Reputation: 73
I'm somewhat new in the R programming world and I'm dealing with some issues related to the parallelization of the processing of (not so much) big data.
To this end, I'm using the data.table package for data storage and handling, and the snowfall package as a wrapper to parallelize the work.
I put a specific case example: I have a large vector of elements and I want to apply a function f (I use a vectorized version) on every element; then I balance the large vector into N parts (smaller vectors) like this:
sfInit(parallel = TRUE, cpus = ncpus)
balancedVector <-myVectorLoadBalanceFunction(myLargeVector, ncpus)

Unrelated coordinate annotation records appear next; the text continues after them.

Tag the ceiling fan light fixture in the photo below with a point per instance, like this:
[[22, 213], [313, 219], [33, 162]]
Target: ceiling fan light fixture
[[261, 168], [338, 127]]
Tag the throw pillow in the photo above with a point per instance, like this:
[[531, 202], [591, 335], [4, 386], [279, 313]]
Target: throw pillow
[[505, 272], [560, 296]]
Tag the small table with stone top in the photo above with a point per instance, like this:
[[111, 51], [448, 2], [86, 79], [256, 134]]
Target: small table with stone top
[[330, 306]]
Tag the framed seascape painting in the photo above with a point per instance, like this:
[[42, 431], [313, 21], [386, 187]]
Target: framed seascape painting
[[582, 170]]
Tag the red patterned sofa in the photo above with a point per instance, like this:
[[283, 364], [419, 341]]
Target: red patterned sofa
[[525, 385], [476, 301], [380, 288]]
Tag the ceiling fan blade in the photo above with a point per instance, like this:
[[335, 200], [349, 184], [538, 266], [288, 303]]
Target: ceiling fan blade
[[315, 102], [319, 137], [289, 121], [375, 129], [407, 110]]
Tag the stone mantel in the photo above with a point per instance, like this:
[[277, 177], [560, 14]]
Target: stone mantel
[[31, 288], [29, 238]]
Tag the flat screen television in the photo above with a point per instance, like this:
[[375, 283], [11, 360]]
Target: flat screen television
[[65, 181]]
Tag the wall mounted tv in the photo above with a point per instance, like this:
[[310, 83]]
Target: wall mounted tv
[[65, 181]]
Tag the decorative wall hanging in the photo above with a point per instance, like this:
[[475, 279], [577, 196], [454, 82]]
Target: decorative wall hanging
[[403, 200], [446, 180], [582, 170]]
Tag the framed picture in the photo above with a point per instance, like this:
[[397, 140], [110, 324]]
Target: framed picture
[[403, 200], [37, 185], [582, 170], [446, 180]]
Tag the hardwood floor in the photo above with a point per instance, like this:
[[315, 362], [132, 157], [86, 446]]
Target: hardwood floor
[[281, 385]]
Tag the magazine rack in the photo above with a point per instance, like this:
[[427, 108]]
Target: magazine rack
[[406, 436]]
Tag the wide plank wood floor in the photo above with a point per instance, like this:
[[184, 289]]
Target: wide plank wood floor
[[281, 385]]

processedSubVectors <- sfLapply(balancedVector, function(subVector) {
myVectorizedFunction(subVector)
})
sfStop()
What I see weird is that when I run this piece of code from the command line or a script (i.e. the largeVector is in the global environment) the performance is good in terms of time and I see in the MS Windows task manager that each core seems to be using a memory amount proportional to the subVector size; but when I run the code within a function environment (i.e. calling it from the command line and passing the largeVector as argument) then the performance gets worse in terms of time and I check that each core seems now to be using a full copy of the largeVector...
Does this make sense?
Regards
EDITED to add a reproducible example
Just to keep it simple, a dummy example with a Date vector of ~300 MB with +36 M elements and a weekday function:
library(snowfall)
aSomewhatLargeVector <- seq.Date(from = as.Date("1900-01-01"), to = as.Date("2000-01-01"), by = 1)
aSomewhatLargeVector <- rep(aSomewhatLargeVector, 1000)
# Sequential version to compare
system.time(processedSubVectorsSequential <- weekdays(aSomewhatLargeVector))
# user system elapsed
# 108.05 1.06 109.53
gc() # I restarted R
# Parallel version within a function scope
myCallingFunction = function(aSomewhatLargeVector) {
sfInit(parallel = TRUE, cpus = 2)
balancedVector <- list(aSomewhatLargeVector[seq(1, length(aSomewhatLargeVector)/2)],
aSomewhatLargeVector[seq(length(aSomewhatLargeVector)/2+1, length(aSomewhatLargeVector))])
processedSubVectorsParallelFunction <- sfLapply(balancedVector, function(subVector) {
weekdays(subVector)
})
sfStop()
processedSubVectorsParallelFunction <- unlist(processedSubVectorsParallelFunction)
return(processedSubVectorsParallelFunction)
}
system.time(processedSubVectorsParallelFunction <- myCallingFunction(aSomewhatLargeVector))
# user system elapsed
# 11.63 10.61 94.27
# user system elapsed
# 12.12 9.09 99.07
gc() # I restarted R
# Parallel version within the global scope
time0 <- proc.time()
sfInit(parallel = TRUE, cpus = 2)
balancedVector <- list(aSomewhatLargeVector[seq(1, length(aSomewhatLargeVector)/2)],
aSomewhatLargeVector[seq(length(aSomewhatLargeVector)/2+1, length(aSomewhatLargeVector))])
processedSubVectorsParallel <- sfLapply(balancedVector, function(subVector) {
weekdays(subVector)
})
sfStop()
processedSubVectorsParallel <- unlist(processedSubVectorsParallel)
time1 <- proc.time()
time1-time0
# user system elapsed
# 7.94 4.75 85.14
# user system elapsed
# 9.92 3.93 89.69
My times appear in the comments, though there is no so significant difference for this dummy example, but it can be seen that sequential time > parallel within function > parallel within global
Furthemore, you can see the differences in allocated memory:
3.3 GB < 5.2 GB > 4.4 GB
Hope this helps
Upvotes: 3
Views: 300